BOONE, N.C. — After Helene came through North Carolina, many communities used art as a form of therapy and a way to process the tragedy. The Pioneer Playmakers of Watauga High School did just that by writing a play focused on the storm.


What You Need To Know

  • Theater students at Watauga High School wrote a play about Hurricane Helene

  • "Surge: The Last Wave" is based on the community’s experiences during the storm

  • The students won national awards at the Southeastern Theatre Conference

The play has become a source of healing, not only for the theater group, but for the community who came to see the performance.

“This is a story that doesn't deserve to be forgotten. It deserves to be remembered and shown as it was.”“You never forget the way that you felt or what you saw. But we can’t forget what actually happened here,” student Abby Ardois said. “This is a story that doesn't deserve to be forgotten. It deserves to be remembered and shown as it was.”

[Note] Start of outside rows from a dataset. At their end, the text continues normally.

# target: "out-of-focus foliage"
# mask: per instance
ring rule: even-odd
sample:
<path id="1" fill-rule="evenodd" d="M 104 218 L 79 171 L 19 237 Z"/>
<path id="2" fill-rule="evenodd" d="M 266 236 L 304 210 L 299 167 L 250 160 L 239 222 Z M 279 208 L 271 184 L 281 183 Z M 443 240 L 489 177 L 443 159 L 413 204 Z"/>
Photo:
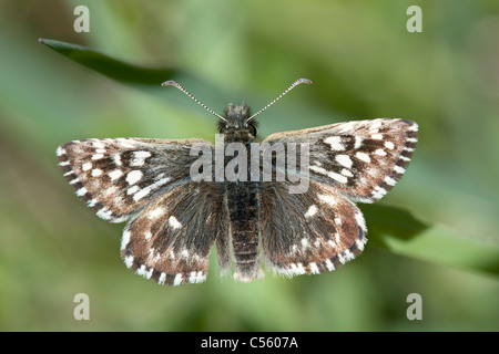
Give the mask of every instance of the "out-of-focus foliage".
<path id="1" fill-rule="evenodd" d="M 0 330 L 499 330 L 498 3 L 95 0 L 84 1 L 90 33 L 73 31 L 77 4 L 0 4 Z M 406 30 L 410 4 L 422 9 L 422 33 Z M 98 70 L 109 80 L 40 37 L 124 69 Z M 122 80 L 125 63 L 133 80 Z M 138 79 L 144 67 L 166 69 Z M 160 86 L 172 77 L 155 87 L 159 73 L 218 112 L 242 100 L 258 110 L 312 79 L 262 115 L 263 136 L 350 118 L 418 122 L 406 176 L 360 206 L 364 254 L 329 274 L 251 284 L 220 280 L 214 257 L 201 285 L 162 288 L 128 271 L 123 226 L 85 209 L 54 149 L 85 137 L 213 140 L 213 116 Z M 91 321 L 73 319 L 80 292 Z M 406 317 L 414 292 L 422 321 Z"/>

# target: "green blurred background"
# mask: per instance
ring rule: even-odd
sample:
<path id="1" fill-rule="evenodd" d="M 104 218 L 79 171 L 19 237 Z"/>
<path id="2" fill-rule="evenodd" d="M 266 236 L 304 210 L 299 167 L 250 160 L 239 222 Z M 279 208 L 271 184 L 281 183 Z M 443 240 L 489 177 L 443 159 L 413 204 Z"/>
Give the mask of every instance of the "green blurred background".
<path id="1" fill-rule="evenodd" d="M 78 4 L 90 9 L 90 33 L 73 31 Z M 410 4 L 422 9 L 422 33 L 406 30 Z M 0 330 L 499 330 L 498 1 L 10 0 L 0 23 Z M 120 259 L 123 225 L 78 200 L 55 147 L 86 137 L 213 140 L 215 118 L 160 86 L 172 77 L 125 85 L 40 37 L 175 69 L 217 112 L 243 100 L 258 110 L 295 79 L 313 80 L 261 116 L 262 136 L 415 119 L 416 155 L 380 205 L 427 229 L 401 240 L 374 227 L 384 238 L 323 275 L 235 283 L 218 278 L 212 257 L 203 284 L 138 277 Z M 81 292 L 90 321 L 73 317 Z M 422 296 L 421 321 L 406 317 L 409 293 Z"/>

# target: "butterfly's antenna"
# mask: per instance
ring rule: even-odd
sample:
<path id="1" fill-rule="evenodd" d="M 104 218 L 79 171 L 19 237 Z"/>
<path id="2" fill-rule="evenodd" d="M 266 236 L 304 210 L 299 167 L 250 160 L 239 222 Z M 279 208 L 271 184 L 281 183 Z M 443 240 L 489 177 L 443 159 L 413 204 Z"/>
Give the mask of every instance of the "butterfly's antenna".
<path id="1" fill-rule="evenodd" d="M 205 108 L 207 112 L 210 112 L 211 114 L 213 114 L 214 116 L 218 117 L 218 119 L 222 119 L 224 122 L 227 122 L 227 119 L 225 119 L 223 116 L 221 116 L 218 113 L 213 112 L 212 110 L 210 110 L 207 106 L 205 106 L 201 101 L 198 101 L 196 97 L 194 97 L 187 90 L 184 88 L 184 86 L 182 86 L 180 83 L 177 83 L 176 81 L 173 80 L 169 80 L 165 81 L 164 83 L 161 84 L 162 86 L 175 86 L 176 88 L 179 88 L 180 91 L 182 91 L 183 93 L 185 93 L 187 96 L 190 96 L 192 100 L 194 100 L 195 103 L 197 103 L 198 105 L 201 105 L 203 108 Z"/>
<path id="2" fill-rule="evenodd" d="M 299 85 L 299 84 L 312 84 L 312 80 L 308 79 L 298 79 L 296 80 L 294 83 L 291 84 L 289 87 L 286 88 L 286 91 L 284 91 L 281 95 L 278 95 L 277 98 L 275 98 L 274 101 L 272 101 L 269 104 L 267 104 L 265 107 L 263 107 L 262 110 L 259 110 L 258 112 L 256 112 L 254 115 L 252 115 L 249 118 L 247 118 L 246 122 L 249 122 L 251 119 L 253 119 L 254 117 L 256 117 L 257 115 L 262 114 L 265 110 L 267 110 L 269 106 L 272 106 L 274 103 L 276 103 L 277 101 L 279 101 L 286 93 L 288 93 L 289 91 L 292 91 L 295 86 Z"/>

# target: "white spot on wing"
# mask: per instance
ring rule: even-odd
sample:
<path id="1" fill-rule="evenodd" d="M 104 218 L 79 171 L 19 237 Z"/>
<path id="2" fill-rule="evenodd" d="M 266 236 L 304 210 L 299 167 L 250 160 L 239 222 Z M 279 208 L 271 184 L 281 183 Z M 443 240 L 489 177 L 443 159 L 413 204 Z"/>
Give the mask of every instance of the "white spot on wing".
<path id="1" fill-rule="evenodd" d="M 126 181 L 129 185 L 134 185 L 141 180 L 143 173 L 141 170 L 134 169 L 126 174 Z"/>
<path id="2" fill-rule="evenodd" d="M 179 273 L 175 275 L 175 279 L 173 280 L 173 285 L 180 285 L 182 284 L 182 274 Z"/>
<path id="3" fill-rule="evenodd" d="M 134 152 L 130 166 L 143 166 L 147 157 L 151 157 L 150 152 Z"/>
<path id="4" fill-rule="evenodd" d="M 336 199 L 332 196 L 328 195 L 318 195 L 317 196 L 322 201 L 324 201 L 325 204 L 334 207 L 336 205 Z"/>
<path id="5" fill-rule="evenodd" d="M 115 169 L 109 173 L 109 177 L 111 177 L 111 180 L 116 180 L 121 176 L 123 176 L 123 171 L 121 169 Z"/>
<path id="6" fill-rule="evenodd" d="M 354 164 L 348 155 L 336 155 L 335 159 L 339 165 L 345 166 L 346 168 L 352 168 L 352 165 Z"/>
<path id="7" fill-rule="evenodd" d="M 102 169 L 99 168 L 92 169 L 92 177 L 99 177 L 100 175 L 102 175 Z"/>
<path id="8" fill-rule="evenodd" d="M 182 227 L 182 223 L 180 223 L 180 221 L 174 216 L 171 216 L 169 218 L 169 225 L 175 230 Z"/>
<path id="9" fill-rule="evenodd" d="M 340 136 L 329 136 L 324 139 L 324 143 L 330 145 L 330 148 L 336 152 L 345 149 L 345 146 L 342 144 Z"/>
<path id="10" fill-rule="evenodd" d="M 305 218 L 308 219 L 308 218 L 313 217 L 316 212 L 317 212 L 317 207 L 315 205 L 312 205 L 308 208 L 307 212 L 305 212 Z"/>
<path id="11" fill-rule="evenodd" d="M 357 157 L 359 160 L 363 160 L 363 162 L 365 162 L 365 163 L 367 163 L 367 164 L 370 163 L 370 157 L 369 157 L 369 155 L 367 155 L 366 153 L 357 152 L 357 153 L 355 154 L 355 157 Z"/>
<path id="12" fill-rule="evenodd" d="M 157 208 L 151 210 L 151 211 L 147 214 L 147 217 L 149 217 L 150 219 L 156 219 L 156 218 L 161 217 L 165 211 L 166 211 L 165 208 L 163 208 L 163 207 L 157 207 Z"/>
<path id="13" fill-rule="evenodd" d="M 327 177 L 329 177 L 329 178 L 332 178 L 332 179 L 334 179 L 336 181 L 339 181 L 342 184 L 346 184 L 348 181 L 348 178 L 346 178 L 345 176 L 342 176 L 342 175 L 339 175 L 337 173 L 334 173 L 334 171 L 329 171 L 329 170 L 324 169 L 324 168 L 318 167 L 318 166 L 310 166 L 310 169 L 313 171 L 316 171 L 317 174 L 327 176 Z"/>

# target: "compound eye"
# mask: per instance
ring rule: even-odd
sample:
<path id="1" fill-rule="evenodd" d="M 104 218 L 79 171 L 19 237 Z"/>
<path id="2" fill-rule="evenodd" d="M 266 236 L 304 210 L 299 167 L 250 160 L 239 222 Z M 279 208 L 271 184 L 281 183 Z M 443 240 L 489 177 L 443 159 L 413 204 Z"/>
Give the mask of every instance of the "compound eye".
<path id="1" fill-rule="evenodd" d="M 253 124 L 249 123 L 248 128 L 249 128 L 249 134 L 252 136 L 256 136 L 256 126 L 254 126 Z"/>

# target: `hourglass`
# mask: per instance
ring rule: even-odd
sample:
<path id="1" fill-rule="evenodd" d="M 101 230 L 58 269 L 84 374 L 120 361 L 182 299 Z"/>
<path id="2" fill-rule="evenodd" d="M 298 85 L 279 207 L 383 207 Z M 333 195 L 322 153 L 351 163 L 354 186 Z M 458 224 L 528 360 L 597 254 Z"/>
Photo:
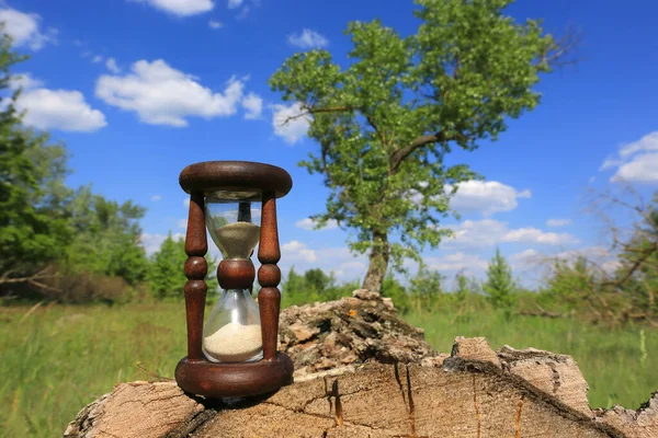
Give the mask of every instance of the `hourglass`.
<path id="1" fill-rule="evenodd" d="M 186 392 L 217 399 L 275 391 L 293 374 L 291 359 L 276 350 L 281 304 L 276 198 L 290 192 L 291 176 L 269 164 L 208 161 L 185 168 L 179 182 L 190 194 L 188 356 L 178 364 L 175 380 Z M 222 297 L 204 326 L 206 227 L 224 260 L 217 268 Z M 258 304 L 251 296 L 256 277 L 251 255 L 257 245 Z"/>

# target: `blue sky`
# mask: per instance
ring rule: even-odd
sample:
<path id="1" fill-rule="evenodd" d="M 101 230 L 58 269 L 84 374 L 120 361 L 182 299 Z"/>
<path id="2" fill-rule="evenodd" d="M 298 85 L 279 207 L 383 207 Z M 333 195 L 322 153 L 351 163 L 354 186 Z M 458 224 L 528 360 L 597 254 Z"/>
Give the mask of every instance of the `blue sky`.
<path id="1" fill-rule="evenodd" d="M 281 265 L 362 277 L 348 233 L 309 230 L 324 208 L 321 176 L 296 163 L 317 148 L 305 126 L 276 125 L 285 114 L 268 78 L 295 51 L 322 46 L 337 60 L 350 48 L 348 22 L 379 18 L 402 35 L 418 24 L 411 1 L 12 0 L 0 21 L 31 59 L 23 73 L 25 123 L 66 142 L 71 186 L 133 199 L 148 208 L 149 251 L 184 232 L 178 174 L 205 160 L 262 161 L 286 169 L 292 193 L 280 201 Z M 545 76 L 542 104 L 512 120 L 499 141 L 449 160 L 486 177 L 461 187 L 446 221 L 456 238 L 423 254 L 452 277 L 481 275 L 496 246 L 532 283 L 543 255 L 581 251 L 609 262 L 606 224 L 585 212 L 590 189 L 658 188 L 658 3 L 519 1 L 518 20 L 543 18 L 549 32 L 582 33 L 580 62 Z M 611 212 L 628 223 L 623 210 Z"/>

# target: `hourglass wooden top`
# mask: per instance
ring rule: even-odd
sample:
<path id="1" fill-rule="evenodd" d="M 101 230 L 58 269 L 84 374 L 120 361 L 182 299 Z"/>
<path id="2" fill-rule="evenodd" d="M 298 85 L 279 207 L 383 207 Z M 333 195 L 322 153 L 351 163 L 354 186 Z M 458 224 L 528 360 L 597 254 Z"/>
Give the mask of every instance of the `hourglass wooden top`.
<path id="1" fill-rule="evenodd" d="M 205 161 L 190 164 L 181 172 L 179 183 L 185 193 L 201 192 L 274 192 L 285 196 L 293 187 L 291 175 L 281 168 L 250 161 Z"/>

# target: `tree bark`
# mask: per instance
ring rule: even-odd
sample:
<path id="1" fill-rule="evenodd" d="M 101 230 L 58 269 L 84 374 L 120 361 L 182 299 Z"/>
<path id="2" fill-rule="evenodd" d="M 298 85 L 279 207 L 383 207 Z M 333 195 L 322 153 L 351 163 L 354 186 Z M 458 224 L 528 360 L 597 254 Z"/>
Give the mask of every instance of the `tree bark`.
<path id="1" fill-rule="evenodd" d="M 296 370 L 295 383 L 275 394 L 223 403 L 173 381 L 121 383 L 64 436 L 658 437 L 658 392 L 638 411 L 592 411 L 569 356 L 494 351 L 484 337 L 457 337 L 443 355 L 367 290 L 286 309 L 280 336 Z"/>
<path id="2" fill-rule="evenodd" d="M 226 404 L 174 382 L 133 382 L 84 407 L 66 438 L 658 436 L 658 393 L 639 411 L 591 411 L 568 356 L 457 338 L 451 357 L 310 374 Z"/>
<path id="3" fill-rule="evenodd" d="M 363 279 L 363 289 L 373 292 L 382 290 L 384 276 L 386 276 L 386 268 L 388 267 L 388 235 L 385 232 L 373 231 L 373 247 L 371 249 L 367 273 Z"/>

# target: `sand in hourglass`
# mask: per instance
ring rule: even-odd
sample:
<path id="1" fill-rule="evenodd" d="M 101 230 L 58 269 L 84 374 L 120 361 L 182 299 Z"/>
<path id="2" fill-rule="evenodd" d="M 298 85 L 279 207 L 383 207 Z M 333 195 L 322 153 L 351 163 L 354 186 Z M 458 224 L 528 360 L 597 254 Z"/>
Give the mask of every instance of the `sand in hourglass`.
<path id="1" fill-rule="evenodd" d="M 260 239 L 260 227 L 250 222 L 229 223 L 215 229 L 217 245 L 225 258 L 249 258 Z M 238 321 L 247 309 L 238 310 Z M 246 321 L 245 321 L 246 322 Z M 223 362 L 252 359 L 263 348 L 260 324 L 230 322 L 203 339 L 208 358 Z"/>
<path id="2" fill-rule="evenodd" d="M 249 258 L 260 239 L 260 227 L 235 222 L 215 229 L 217 245 L 225 258 Z"/>
<path id="3" fill-rule="evenodd" d="M 259 324 L 230 322 L 203 339 L 206 356 L 223 362 L 242 362 L 263 349 Z"/>

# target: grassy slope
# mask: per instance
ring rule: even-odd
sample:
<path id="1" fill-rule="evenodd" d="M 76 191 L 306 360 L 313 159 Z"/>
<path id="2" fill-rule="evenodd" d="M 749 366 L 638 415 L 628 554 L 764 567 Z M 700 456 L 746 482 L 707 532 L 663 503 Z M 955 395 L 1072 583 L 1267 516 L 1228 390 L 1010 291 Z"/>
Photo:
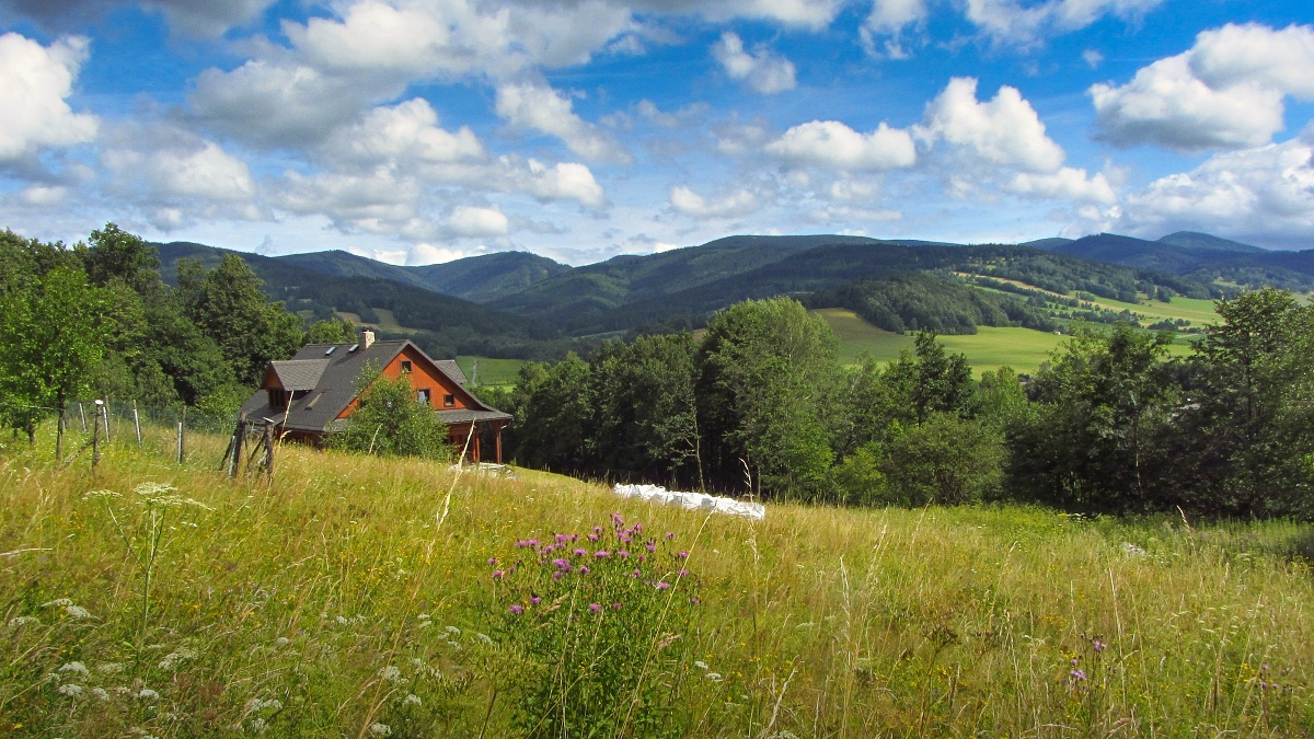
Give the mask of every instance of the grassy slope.
<path id="1" fill-rule="evenodd" d="M 191 736 L 259 719 L 273 736 L 372 723 L 509 735 L 526 656 L 474 635 L 498 634 L 487 560 L 619 513 L 671 531 L 703 581 L 700 615 L 679 634 L 689 661 L 654 677 L 678 693 L 677 735 L 769 735 L 773 717 L 771 731 L 799 736 L 1314 731 L 1314 579 L 1289 554 L 1309 527 L 792 505 L 753 523 L 551 475 L 453 485 L 432 464 L 300 446 L 280 450 L 272 484 L 230 483 L 213 471 L 219 439 L 193 439 L 181 468 L 170 442 L 113 447 L 93 479 L 81 460 L 54 471 L 47 438 L 35 454 L 4 441 L 4 728 Z M 143 481 L 213 508 L 171 509 L 145 629 L 143 571 L 84 498 L 122 493 L 117 521 L 145 551 L 130 493 Z M 143 688 L 158 701 L 134 697 Z"/>

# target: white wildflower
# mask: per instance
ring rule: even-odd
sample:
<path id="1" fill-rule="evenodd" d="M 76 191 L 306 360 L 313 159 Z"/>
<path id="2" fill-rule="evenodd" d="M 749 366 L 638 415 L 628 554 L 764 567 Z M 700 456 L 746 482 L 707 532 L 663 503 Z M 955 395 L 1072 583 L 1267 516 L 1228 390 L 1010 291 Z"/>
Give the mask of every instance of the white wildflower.
<path id="1" fill-rule="evenodd" d="M 83 677 L 91 675 L 91 671 L 87 669 L 87 665 L 83 664 L 83 663 L 80 663 L 80 661 L 71 661 L 71 663 L 62 664 L 59 667 L 59 672 L 76 672 L 78 675 L 81 675 Z"/>
<path id="2" fill-rule="evenodd" d="M 173 672 L 184 661 L 193 660 L 193 659 L 196 659 L 196 650 L 191 650 L 191 648 L 183 647 L 181 650 L 179 650 L 176 652 L 170 652 L 170 654 L 164 655 L 164 659 L 160 660 L 160 669 L 163 669 L 164 672 Z"/>

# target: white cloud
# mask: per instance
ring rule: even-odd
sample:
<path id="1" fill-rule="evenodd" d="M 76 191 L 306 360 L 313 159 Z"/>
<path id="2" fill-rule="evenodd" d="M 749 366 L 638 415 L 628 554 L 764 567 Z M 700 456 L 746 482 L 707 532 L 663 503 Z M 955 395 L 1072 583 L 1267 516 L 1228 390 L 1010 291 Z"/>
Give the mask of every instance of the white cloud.
<path id="1" fill-rule="evenodd" d="M 1045 124 L 1014 87 L 1000 87 L 989 103 L 976 99 L 976 80 L 954 78 L 926 104 L 925 124 L 916 133 L 928 143 L 946 141 L 980 159 L 1030 172 L 1055 172 L 1063 149 L 1045 133 Z"/>
<path id="2" fill-rule="evenodd" d="M 498 237 L 510 230 L 510 221 L 497 208 L 457 205 L 447 218 L 447 229 L 459 237 Z"/>
<path id="3" fill-rule="evenodd" d="M 838 121 L 812 121 L 784 131 L 766 151 L 794 163 L 837 170 L 891 170 L 917 162 L 912 135 L 884 122 L 862 134 Z"/>
<path id="4" fill-rule="evenodd" d="M 1121 226 L 1190 229 L 1256 241 L 1314 238 L 1314 126 L 1290 141 L 1215 154 L 1125 199 Z"/>
<path id="5" fill-rule="evenodd" d="M 631 162 L 629 153 L 616 139 L 574 112 L 569 97 L 547 85 L 503 84 L 497 91 L 495 110 L 515 129 L 555 135 L 566 149 L 585 159 Z"/>
<path id="6" fill-rule="evenodd" d="M 74 113 L 64 100 L 88 49 L 81 37 L 42 46 L 17 33 L 0 36 L 0 163 L 96 138 L 96 117 Z"/>
<path id="7" fill-rule="evenodd" d="M 1180 151 L 1267 143 L 1284 125 L 1284 99 L 1314 99 L 1314 29 L 1226 25 L 1125 85 L 1089 89 L 1100 137 L 1118 146 Z"/>
<path id="8" fill-rule="evenodd" d="M 423 97 L 374 108 L 359 122 L 334 131 L 322 147 L 335 162 L 443 164 L 485 159 L 487 153 L 469 128 L 438 126 L 438 113 Z"/>
<path id="9" fill-rule="evenodd" d="M 1050 34 L 1085 28 L 1112 16 L 1134 21 L 1163 0 L 1046 0 L 1022 5 L 1018 0 L 967 0 L 967 20 L 1005 43 L 1031 45 Z"/>
<path id="10" fill-rule="evenodd" d="M 712 45 L 712 55 L 720 62 L 731 79 L 746 82 L 750 88 L 762 95 L 774 95 L 794 89 L 794 62 L 771 54 L 765 46 L 746 51 L 738 34 L 725 32 L 721 39 Z"/>
<path id="11" fill-rule="evenodd" d="M 1072 200 L 1102 205 L 1113 205 L 1118 201 L 1113 185 L 1102 174 L 1097 172 L 1093 178 L 1088 178 L 1085 170 L 1074 167 L 1062 167 L 1050 174 L 1017 172 L 1004 187 L 1017 195 L 1046 200 Z"/>
<path id="12" fill-rule="evenodd" d="M 695 218 L 735 218 L 759 208 L 757 196 L 746 189 L 737 189 L 716 200 L 707 200 L 686 185 L 670 188 L 670 204 L 675 210 Z"/>

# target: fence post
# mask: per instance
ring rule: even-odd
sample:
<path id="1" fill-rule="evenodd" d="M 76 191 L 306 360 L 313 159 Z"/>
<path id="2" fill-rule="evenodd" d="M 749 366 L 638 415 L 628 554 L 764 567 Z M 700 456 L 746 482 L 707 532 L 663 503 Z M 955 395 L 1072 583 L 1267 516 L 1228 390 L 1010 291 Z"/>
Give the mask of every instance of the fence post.
<path id="1" fill-rule="evenodd" d="M 96 472 L 100 464 L 100 401 L 96 401 L 96 413 L 91 418 L 91 471 Z"/>

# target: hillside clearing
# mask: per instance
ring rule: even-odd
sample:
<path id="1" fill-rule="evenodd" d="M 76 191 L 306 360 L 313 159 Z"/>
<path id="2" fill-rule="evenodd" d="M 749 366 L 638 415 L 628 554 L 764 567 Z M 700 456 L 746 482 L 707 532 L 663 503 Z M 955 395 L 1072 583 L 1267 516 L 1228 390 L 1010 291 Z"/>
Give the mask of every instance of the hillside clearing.
<path id="1" fill-rule="evenodd" d="M 781 504 L 754 523 L 296 444 L 272 483 L 231 483 L 222 439 L 176 467 L 164 430 L 93 477 L 57 471 L 43 431 L 0 447 L 0 717 L 25 734 L 515 735 L 519 676 L 555 655 L 507 640 L 494 569 L 612 514 L 669 531 L 698 581 L 649 677 L 674 735 L 1314 731 L 1309 526 Z M 143 483 L 179 502 L 143 508 Z"/>

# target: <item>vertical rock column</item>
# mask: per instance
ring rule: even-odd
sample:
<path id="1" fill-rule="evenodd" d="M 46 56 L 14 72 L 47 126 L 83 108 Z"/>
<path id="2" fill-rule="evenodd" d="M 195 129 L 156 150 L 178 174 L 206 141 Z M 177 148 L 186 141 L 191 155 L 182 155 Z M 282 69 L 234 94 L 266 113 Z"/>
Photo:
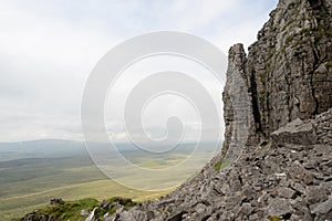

At the beginning of the year, the Watauga High School Playmakers were working on a completely different play. But after Hurricane Helene, they decided to start from scratch and write about what happened to their community.

“The kids wanted to use this experience as a way to process and heal and work through the trauma and the community efforts of trying to get things built back together,” said Zach Walker, a theater arts teacher at Watauga High School. “We weren't writing it to do anything or prove anything or tell anything. It was really just a cathartic way to use art as kind of therapy.”

They wrote the play in three weeks, just in time for the first theater competition of the season.

The play focuses on three families' experiences during Helene. (Spectrum News 1/Jenna Rae Gaertner)
The play focuses on three families' experiences during Helene. (Spectrum News 1/Jenna Rae Gaertner)

“It just fell out of them,” said theater arts teacher Sarah Miller. “I've never been a part of that kind of a writing experience.”

It’s a story about three different families from their town and what their lives were like before, during and after the storm. Students used their real-life experiences to influence their writing. When they performed "Surge: The Last Wave" for their community for the first time, the response was powerful.

“When my dad saw this show, he cried,” student Eriana Fidler said. “I've never seen my dad cry before. He was trying to hide it, but you could tell that he was definitely crying, and he admitted it. And that was just, wow, really powerful to me.”

“It's rare that you perform a play where the audience comes in, you know that every single person in the audience has firsthand experience with what's going on in the show,” Walker said.

Not only did it act as a form of therapy to help them process the tragedy together, but it was an outlet for audiences who came to see it as well.

“There's not a person in western North Carolina or east Tennessee who's not affected by Helene,” Miller said. “If you weren't here for it, you know somebody who was. If something didn't happen to your house, you know 10 people for whom it did.”

The play showcases damage and loss as well as community and resilience. (Spectrum News 1/Jenna Rae Gaertner)
The play showcases damage and loss as well as community and resilience. (Spectrum News 1/Jenna Rae Gaertner)

“It's like a whole thing just to see all your friends again and family and relatives,” student William Greene said. “Seeing them, making sure they're OK, and seeing them in front of you… it's a feeling that comes over you that you can't even explain.”

Students say this play is a love letter to their community.

“I feel that we have a responsibility to share this story,” Ardois said. “Not just as a headline on an article, but as the real experiences of actual people.”

The playmakers performed "Surge" for theater competitions across the state, ultimately making it to the national level.

During last month’s Southeastern Theatre Conference in Baltimore, Watauga High School won the most awards the theater department has ever won in its history. Those include “all star acting and composition,” “best original play concept,” and “excellence in ensemble acting.”